Artikel 2.14.4 Hoogte van de subsidie

  • 1.

    De subsidie als bedoeld in artikel 2.14.2 sub a bedraagt maximaal 100% van de subsidiabele kosten met een maximum van € 20.000,- per aanvraag.

  • 2.

    De subsidie als bedoeld in artikel 2.14.2 sub b bedraagt maximaal 100% van de subsidiabele kosten met een maximum van € 150.000,- per aanvraag.

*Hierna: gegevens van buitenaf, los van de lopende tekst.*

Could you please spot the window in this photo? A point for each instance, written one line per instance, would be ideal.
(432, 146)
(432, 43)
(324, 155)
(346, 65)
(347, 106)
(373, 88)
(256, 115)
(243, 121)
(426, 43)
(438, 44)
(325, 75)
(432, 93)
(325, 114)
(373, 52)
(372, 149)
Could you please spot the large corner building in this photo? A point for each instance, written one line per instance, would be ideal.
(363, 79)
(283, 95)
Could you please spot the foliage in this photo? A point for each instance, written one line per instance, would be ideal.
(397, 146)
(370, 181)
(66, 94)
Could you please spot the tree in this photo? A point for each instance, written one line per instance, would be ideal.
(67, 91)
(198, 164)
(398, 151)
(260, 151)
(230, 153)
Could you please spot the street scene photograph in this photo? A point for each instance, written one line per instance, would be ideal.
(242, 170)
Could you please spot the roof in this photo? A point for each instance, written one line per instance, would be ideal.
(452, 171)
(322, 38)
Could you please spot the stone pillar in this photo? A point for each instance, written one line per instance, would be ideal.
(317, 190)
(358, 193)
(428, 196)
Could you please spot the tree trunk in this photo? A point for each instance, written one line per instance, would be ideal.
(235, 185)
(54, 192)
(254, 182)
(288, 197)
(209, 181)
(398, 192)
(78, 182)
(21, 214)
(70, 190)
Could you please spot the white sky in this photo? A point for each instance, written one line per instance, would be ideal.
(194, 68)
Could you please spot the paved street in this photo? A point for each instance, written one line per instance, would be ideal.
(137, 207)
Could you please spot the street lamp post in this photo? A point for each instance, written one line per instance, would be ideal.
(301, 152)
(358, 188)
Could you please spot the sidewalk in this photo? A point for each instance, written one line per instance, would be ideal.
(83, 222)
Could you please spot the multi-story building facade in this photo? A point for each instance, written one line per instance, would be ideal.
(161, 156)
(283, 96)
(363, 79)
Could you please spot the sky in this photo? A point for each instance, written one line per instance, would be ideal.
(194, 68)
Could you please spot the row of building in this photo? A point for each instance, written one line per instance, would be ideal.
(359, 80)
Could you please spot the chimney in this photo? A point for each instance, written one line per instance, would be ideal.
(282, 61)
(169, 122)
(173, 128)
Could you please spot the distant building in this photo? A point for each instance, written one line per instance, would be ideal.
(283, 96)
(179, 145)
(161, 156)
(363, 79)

Artikel 2.14.5 Subsidiabele kosten

Uitsluitend kosten van derden zoals bedoeld in artikel 1.1.5 derde lid zijn subsidiabel.

 

Toelichting: Eigen uren van de aanvrager en betrokkenen zijn niet subsidiabel. Dit is het eigen aandeel van de aanvrager.

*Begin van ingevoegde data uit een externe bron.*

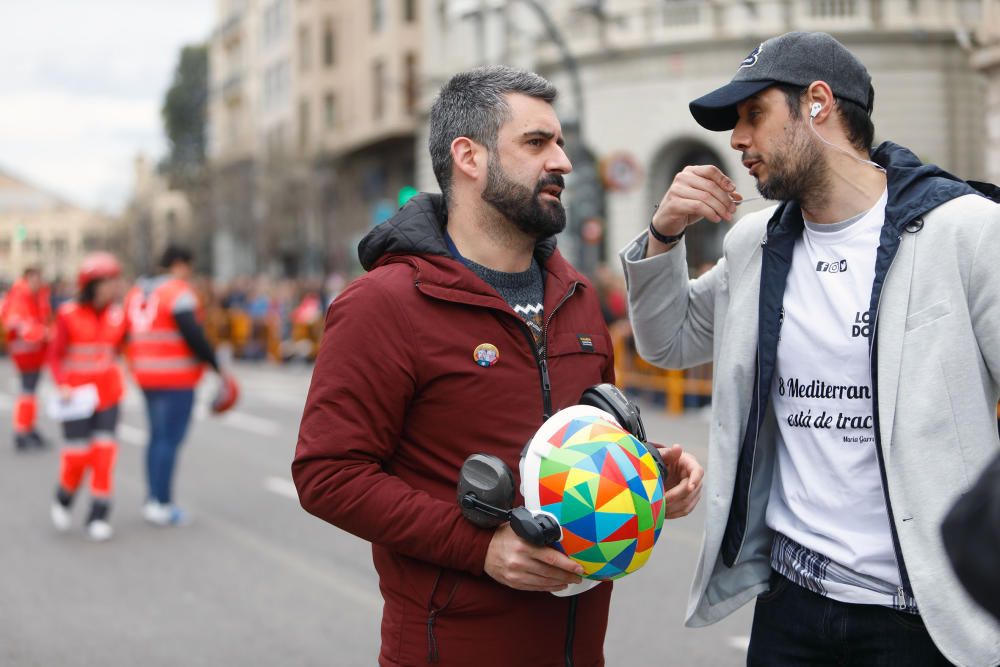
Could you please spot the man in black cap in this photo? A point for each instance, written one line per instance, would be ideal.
(855, 331)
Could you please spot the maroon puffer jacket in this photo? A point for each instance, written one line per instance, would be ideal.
(397, 403)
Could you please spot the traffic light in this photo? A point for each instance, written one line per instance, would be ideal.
(406, 193)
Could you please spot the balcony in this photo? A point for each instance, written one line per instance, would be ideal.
(656, 22)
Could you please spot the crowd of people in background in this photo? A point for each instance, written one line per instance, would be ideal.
(281, 319)
(261, 318)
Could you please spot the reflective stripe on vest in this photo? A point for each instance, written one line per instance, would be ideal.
(18, 346)
(88, 357)
(158, 354)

Artikel 2.14.6 Aanvullende stukken bij de aanvraag tot subsidieverlening

  • 1.

    De aanvrager maakt bij de aanvraag gebruik van het aanvraagformulier Leefbaar Platteland.

  • 2.

    In aanvulling op artikel 1.2.1 tweede lid overlegt de aanvrager bij de aanvraag om

    • a.

      subsidie als bedoeld in artikel 2.14.2 sub a een offerte van de procesondersteuning of van het onderzoek naar de haalbaarheid;

    • b.

      subsidie als bedoeld in artikel 2.14.2 sub b de volgende stukken:

      • i.

        een toekomstplan waar de fysieke investering onderdeel van is, waaruit blijkt dat er sprake is van een initiatief of project dat op samenhangende, toekomstbestendige wijze de leefbaarheid versterkt;

      • ii.

        een businesscase waar uit blijkt dat sprake is van een juridisch en financieel haalbaar project;

      • iii.

        een projectplan waarin de wegingscriteria als bedoeld in scoretabel 1 zijn omschreven.

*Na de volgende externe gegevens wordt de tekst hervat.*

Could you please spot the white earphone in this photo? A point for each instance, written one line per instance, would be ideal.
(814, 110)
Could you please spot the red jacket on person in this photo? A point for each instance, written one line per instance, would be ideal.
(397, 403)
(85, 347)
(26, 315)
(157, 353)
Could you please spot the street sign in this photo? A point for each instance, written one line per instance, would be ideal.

Artikel 2.14.7 Subsidieplafond

Gedeputeerde Staten stellen jaarlijks een subsidieplafond vast.

Artikel 2.14.8 Weigeringsgronden

In aanvulling op artikel 1.1.7 weigeren Gedeputeerde Staten de subsidie indien:

  • a.

    de te verlenen subsidie lager is dan € 10.000,-;

  • b.

    in de betreffende gemeente al vier subsidies zijn verstrekt op basis van deze subsidieparagraaf;

  • c.

    de aanvraag betrekking heeft op zowel de subsidie als bedoeld in artikel 2.14.2 sub a als sub b.

Toelichting: Om een aanvraag voor de subsidie als bedoeld in artikel 2.14.2 sub b in te kunnen dienen moet een toekomstplan of een businesscase overlegd kunnen worden. Daarom is het niet mogelijk om gelijktijdig een aanvraag voor de subsidie als bedoeld in artikel 2.14.2 sub a en sub b in te dienen.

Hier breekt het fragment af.